В.П. Филатов. Цветовая композиция. Картон, масло. 1940-е



Удивляет замечательное, но вовсе не случайное сходство личностей, родство духовных и эстетических устремлений В.П. Филатова и А.Л. Чижевского. Оба они являлись наследниками нравственной традиции высокообразованного русского дворянства, одним из главных заветов которой являлось созидание — вопреки любым бедам и прямому насилию11. Сопротивление человеческого духа смертоносным силам поразительно соответствует биологическому закону, открытому Филатовым: живая ткань, оказавшаяся «в неблагоприятных, но не убивающих условиях, биохимически перестраивается и образует особые вещества — биогенные стимуляторы, которые поддерживают в породившей их ткани жизненные реакции»12. Учёный был убеждён: «Биогенные стимуляторы образуются всюду, где происходит борьба за жизнь и приспособление к новым условиям существования»13. Он называл их «веществами сопротивления» и сам до конца дней вёл сопротивление духовное — злу, насилию, невежеству и бездушию.


1980, 2021



1 Филатов В.П. Воспоминания. Саранск: Мордовское книжное издательство, 1975. С. 33.

2 Филатов В.П. Указ. соч. С. 68-69.

3 Айдинян С.А. О личности и поэзии академика В.П. Филатова // Станислав Айдинян. Разноименное: очерки, статьи, рецензии. М.: Серебряные нити — Центр гуманитарных инициатив, 2019. С. 371, 355.

4 Все стихи приводятся по подлинникам, хранящимся в архиве Дома-музея В.П. Филатова в Одессе.

5 К настоящему времени (написано в 1980 году — прим. авт.) опубликовано лишь около десятка идеологически приемлемых стихотворений ученого. См.: Наука и жизнь. 1963, №5. Впоследствии некоторые стихи В.П. Филатова были включены в сб.: Муза в храме науки. М.: Советская Россия, 1982; наиболее полно его поэзия представлена в сб.: Филатов В.П. И Жизнь… и Думы… и Любовь... Избранные стихотворения. Одесса: Музейно-выставочный комплекс имени ак. В.П. Филатова, 2008.
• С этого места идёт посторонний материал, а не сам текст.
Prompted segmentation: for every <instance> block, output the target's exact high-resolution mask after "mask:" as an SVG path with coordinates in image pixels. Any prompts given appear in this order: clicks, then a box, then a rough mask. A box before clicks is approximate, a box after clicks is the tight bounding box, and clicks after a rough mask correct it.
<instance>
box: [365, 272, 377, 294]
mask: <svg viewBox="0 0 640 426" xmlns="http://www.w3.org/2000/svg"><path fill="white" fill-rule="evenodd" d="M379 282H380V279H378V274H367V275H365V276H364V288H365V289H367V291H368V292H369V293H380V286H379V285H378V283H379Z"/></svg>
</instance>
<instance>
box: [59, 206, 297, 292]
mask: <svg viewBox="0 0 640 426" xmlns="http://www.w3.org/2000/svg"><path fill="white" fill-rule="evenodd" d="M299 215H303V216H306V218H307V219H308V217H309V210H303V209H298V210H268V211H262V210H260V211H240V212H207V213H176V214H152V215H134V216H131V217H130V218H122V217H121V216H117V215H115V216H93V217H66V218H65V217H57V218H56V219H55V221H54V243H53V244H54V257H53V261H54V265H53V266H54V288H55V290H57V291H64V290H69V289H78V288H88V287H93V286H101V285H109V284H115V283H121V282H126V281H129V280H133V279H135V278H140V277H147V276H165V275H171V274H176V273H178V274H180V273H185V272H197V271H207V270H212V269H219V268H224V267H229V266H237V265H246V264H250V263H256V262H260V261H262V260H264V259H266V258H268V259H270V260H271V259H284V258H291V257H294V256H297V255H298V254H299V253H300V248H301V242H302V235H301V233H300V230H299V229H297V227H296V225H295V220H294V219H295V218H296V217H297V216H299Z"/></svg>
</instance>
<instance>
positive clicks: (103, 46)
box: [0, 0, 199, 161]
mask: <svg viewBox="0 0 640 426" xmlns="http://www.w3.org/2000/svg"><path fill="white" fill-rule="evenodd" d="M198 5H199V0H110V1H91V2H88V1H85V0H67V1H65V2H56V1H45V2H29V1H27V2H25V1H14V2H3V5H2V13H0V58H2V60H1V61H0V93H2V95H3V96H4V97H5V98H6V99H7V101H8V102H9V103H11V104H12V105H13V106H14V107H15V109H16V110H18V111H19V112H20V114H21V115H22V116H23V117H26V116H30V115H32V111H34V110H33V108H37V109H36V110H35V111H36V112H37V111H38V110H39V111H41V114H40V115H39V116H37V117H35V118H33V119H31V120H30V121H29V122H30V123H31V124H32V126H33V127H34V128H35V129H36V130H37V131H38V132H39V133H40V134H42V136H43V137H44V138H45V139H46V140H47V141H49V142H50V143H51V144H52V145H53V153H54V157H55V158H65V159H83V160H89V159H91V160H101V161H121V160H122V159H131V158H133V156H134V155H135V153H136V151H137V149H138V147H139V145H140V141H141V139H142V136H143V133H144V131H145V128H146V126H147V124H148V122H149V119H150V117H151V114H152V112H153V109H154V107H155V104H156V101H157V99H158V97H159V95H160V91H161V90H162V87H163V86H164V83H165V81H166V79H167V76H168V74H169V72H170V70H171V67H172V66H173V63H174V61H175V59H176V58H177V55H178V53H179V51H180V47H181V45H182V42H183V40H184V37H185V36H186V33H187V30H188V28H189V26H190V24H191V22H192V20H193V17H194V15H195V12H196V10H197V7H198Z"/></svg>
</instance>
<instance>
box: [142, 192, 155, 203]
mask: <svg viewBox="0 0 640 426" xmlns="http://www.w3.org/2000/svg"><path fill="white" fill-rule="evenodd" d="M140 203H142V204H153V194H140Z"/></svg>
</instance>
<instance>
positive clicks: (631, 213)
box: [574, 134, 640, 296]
6 Цит. по: Архив Музея-квартиры В.П. Филатова, Одесса.

7 Цит. по: Пучковская Н.А. В.П. Филатов. М.: Медицина, 1969. С. 44.

8 Там же. С. 53.

9 Филатов В.П. Глубокие тени // Наука и жизнь. 1963, №10. С. 81.

10 Там же. С. 82.

11 Жертва непрестанных идеологических преследований и узник Гулага, А.Л. Чижевский «на каждый удар судьбы <…> отвечал взрывом творящей мысли». См.: Байдин Валерий. Вдохновленный солнцем. Поэзия и живопись Алекандра Чижевского. М.: Добрая мысль, 2017. С. 39.

12 Пучковская Н.А. Указ. соч. С. 44, 53.

13 Цит. по: Мучник С.Р. День начинается с рассвета. М.: Знание, 1982. С. 63.